Description

We are seeking a Senior Infrastructure Engineer with a deep specialization in Security Design to lead the evolution of our cloud-native ecosystem. In this role, you will be responsible for architecting, building, and maintaining highly available AWS infrastructure while ensuring that security is not an afterthought, but a core component of the design.

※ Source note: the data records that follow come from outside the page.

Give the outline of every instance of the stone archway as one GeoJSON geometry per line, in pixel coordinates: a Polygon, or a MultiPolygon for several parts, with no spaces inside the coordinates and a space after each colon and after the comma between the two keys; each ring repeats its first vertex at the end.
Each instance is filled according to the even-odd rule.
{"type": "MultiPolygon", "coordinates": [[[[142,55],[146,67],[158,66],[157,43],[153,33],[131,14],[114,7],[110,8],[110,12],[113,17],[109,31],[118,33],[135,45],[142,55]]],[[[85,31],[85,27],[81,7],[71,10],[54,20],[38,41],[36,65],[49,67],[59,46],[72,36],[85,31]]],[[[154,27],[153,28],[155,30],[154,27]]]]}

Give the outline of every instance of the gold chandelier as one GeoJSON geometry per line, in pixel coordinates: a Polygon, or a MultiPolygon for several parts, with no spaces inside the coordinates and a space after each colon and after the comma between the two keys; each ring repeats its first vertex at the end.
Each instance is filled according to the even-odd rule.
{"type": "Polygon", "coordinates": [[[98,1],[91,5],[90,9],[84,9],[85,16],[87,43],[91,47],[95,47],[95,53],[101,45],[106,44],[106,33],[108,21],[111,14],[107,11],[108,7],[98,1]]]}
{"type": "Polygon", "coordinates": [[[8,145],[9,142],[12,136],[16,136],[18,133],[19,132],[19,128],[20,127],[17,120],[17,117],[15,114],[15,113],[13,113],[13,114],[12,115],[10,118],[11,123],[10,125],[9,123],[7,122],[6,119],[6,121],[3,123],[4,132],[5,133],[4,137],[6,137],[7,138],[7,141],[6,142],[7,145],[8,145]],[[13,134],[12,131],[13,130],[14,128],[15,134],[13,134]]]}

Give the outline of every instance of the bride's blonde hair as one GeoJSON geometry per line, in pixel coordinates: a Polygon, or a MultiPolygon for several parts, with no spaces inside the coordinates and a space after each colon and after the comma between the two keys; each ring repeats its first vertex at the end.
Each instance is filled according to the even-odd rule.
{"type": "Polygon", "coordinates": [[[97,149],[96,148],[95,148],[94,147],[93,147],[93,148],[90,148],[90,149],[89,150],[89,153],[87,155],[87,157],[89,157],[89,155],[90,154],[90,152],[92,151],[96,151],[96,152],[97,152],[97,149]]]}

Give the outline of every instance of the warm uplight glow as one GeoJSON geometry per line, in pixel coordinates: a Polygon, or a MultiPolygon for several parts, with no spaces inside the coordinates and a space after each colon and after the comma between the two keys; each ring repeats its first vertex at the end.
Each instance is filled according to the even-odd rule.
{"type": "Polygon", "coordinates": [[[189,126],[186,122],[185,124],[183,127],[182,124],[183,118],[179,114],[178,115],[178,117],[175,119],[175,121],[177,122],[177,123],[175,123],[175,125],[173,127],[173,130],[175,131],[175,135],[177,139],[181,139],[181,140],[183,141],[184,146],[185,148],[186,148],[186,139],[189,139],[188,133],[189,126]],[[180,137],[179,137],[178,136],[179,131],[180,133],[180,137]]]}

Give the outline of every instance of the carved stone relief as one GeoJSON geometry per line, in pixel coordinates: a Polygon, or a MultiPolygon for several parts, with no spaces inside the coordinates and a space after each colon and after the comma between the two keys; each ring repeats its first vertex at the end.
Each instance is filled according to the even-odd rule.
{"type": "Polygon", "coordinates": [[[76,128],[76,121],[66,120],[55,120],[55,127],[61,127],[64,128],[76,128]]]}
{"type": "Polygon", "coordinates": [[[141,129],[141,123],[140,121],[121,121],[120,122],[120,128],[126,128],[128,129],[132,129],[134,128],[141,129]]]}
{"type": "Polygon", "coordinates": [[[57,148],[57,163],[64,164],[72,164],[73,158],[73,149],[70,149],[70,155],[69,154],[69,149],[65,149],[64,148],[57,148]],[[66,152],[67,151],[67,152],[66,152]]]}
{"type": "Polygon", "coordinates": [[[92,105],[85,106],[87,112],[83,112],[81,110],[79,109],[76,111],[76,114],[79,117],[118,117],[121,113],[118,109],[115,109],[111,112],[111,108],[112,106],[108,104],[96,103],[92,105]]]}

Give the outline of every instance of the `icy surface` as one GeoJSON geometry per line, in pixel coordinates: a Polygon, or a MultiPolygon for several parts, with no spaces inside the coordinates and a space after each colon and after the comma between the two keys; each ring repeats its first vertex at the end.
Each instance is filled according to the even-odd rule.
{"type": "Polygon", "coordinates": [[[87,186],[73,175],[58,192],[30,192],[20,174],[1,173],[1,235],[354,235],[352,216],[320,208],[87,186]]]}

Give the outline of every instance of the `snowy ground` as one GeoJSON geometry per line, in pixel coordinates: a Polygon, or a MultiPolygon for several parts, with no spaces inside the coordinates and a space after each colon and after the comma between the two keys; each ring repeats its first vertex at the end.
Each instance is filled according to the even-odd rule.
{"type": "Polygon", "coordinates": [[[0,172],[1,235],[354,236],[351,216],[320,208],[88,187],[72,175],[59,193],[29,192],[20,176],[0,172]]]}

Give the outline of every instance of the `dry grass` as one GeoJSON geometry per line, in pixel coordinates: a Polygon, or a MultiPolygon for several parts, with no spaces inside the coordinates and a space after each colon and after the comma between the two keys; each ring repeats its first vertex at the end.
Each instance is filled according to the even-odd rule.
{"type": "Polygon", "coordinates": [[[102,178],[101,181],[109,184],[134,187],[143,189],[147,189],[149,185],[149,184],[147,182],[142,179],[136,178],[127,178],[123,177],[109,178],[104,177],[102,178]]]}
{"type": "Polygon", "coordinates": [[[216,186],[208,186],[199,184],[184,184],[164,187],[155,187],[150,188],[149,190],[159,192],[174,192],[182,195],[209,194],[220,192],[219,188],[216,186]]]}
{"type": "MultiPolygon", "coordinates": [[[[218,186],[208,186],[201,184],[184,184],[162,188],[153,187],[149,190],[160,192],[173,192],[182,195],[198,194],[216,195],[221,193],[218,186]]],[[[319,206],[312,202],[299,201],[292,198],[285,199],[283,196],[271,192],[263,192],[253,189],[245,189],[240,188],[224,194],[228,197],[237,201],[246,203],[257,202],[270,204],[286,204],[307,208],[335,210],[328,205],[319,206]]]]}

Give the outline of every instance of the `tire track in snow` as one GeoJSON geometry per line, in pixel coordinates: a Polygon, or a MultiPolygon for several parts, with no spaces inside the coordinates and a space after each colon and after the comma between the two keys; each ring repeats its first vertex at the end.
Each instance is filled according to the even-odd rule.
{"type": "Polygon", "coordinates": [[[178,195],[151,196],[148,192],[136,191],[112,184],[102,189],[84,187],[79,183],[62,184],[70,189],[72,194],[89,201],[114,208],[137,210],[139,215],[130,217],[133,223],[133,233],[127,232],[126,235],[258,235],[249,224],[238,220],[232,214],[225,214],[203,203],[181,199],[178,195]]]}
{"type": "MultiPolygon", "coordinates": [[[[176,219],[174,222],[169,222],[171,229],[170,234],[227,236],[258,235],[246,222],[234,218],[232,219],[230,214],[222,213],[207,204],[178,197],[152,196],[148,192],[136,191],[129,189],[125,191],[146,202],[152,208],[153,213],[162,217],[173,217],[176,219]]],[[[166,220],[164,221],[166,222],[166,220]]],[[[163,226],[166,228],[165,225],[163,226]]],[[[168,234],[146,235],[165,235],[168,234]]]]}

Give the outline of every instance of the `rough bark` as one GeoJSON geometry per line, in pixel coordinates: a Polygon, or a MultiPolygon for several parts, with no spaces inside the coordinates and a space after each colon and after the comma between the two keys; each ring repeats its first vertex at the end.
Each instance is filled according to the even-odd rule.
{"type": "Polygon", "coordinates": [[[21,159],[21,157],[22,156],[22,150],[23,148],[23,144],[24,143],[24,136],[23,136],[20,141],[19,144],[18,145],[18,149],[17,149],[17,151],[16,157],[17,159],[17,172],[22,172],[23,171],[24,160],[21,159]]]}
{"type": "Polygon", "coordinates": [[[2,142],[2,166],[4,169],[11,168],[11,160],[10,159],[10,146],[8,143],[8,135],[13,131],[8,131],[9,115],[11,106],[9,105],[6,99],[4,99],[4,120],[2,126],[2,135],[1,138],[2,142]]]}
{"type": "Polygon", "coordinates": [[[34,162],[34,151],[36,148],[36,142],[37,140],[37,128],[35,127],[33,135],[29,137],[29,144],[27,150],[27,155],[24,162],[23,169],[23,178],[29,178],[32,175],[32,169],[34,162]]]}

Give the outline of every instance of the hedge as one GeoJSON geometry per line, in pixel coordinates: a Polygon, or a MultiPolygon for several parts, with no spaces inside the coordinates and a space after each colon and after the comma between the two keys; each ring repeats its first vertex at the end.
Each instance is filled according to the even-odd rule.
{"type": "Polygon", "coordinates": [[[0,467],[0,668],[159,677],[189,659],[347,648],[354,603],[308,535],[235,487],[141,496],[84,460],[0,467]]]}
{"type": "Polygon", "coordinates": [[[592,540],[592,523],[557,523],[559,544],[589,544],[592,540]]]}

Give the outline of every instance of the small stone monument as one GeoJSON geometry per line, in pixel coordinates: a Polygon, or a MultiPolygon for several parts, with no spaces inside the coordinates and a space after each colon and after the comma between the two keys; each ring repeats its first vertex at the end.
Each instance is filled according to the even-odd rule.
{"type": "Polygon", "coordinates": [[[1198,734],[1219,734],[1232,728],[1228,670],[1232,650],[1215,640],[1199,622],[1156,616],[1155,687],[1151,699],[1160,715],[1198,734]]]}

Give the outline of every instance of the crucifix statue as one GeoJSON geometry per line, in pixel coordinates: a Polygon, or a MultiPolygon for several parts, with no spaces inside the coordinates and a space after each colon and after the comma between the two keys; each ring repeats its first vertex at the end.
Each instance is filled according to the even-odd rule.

You will bridge the gap between systems engineering and cyber defense, building resilient platforms that are “secure by design.”

Key Responsibilities

  • Infrastructure Security Architecture: Lead the design and implementation of secure AWS infrastructure, ensuring VPC patterns, peering, and transit gateways follow strict security segmentation.
  • Kubernetes Platform Engineering: Architect and manage production-grade EKS clusters using Docker and Kubernetes, implementing advanced security controls including OPA/Gatekeeper and workload identity.
  • CI/CD Automation: Design and maintain secure automation pipelines using GitHub Actions, ensuring security checks are integrated into the deployment lifecycle.
  • Automated Security Infrastructure: Build and maintain central identity and access systems using Keycloak, integrating OIDC/OAuth and LDAP across the enterprise.
  • Security as Code: Develop modular, reusable Terraform templates and YAML configurations that incorporate automated compliance checks and security best practices.
  • Data & Secret Protection: Manage and secure Postgres DB instances, including encryption strategies and secret management workflows (AWS KMS) to ensure zero-trust data handling.
  • Defensive Automation: Develop custom Python-based tooling to automate infrastructure audits, remediation of drift, and security response workflows.

Must-Have Qualifications

  • 10+ years in Infrastructure or Systems Engineering with a proven track record of designing secure large-scale environments.
  • Expert-level mastery of AWS, Kubernetes, and Docker.
  • Mandatory proficiency in Python for infrastructure automation and security tool development.
  • Hands-on experience building and managing pipelines with GitHub Actions.
  • Expert-level Terraform experience and mastery of YAML for configuration management.
  • Practical experience designing and deploying Keycloak and OIDC/OAuth protocols.
  • Experience managing and securing Postgres relational databases.

Nice to Have

  • Alternative Tools: Experience with Jenkins, Azure DevOps (ADO), or Ruby scripting.
  • Shell Scripting: Proficiency in Bash or Shell for system-level maintenance.
  • Certifications: AWS Certified Solutions Architect or AWS Certified Security – Specialty.
  • Regulatory Knowledge: Experience designing for compliance frameworks such as SOC2, ISO 27001, or NIST.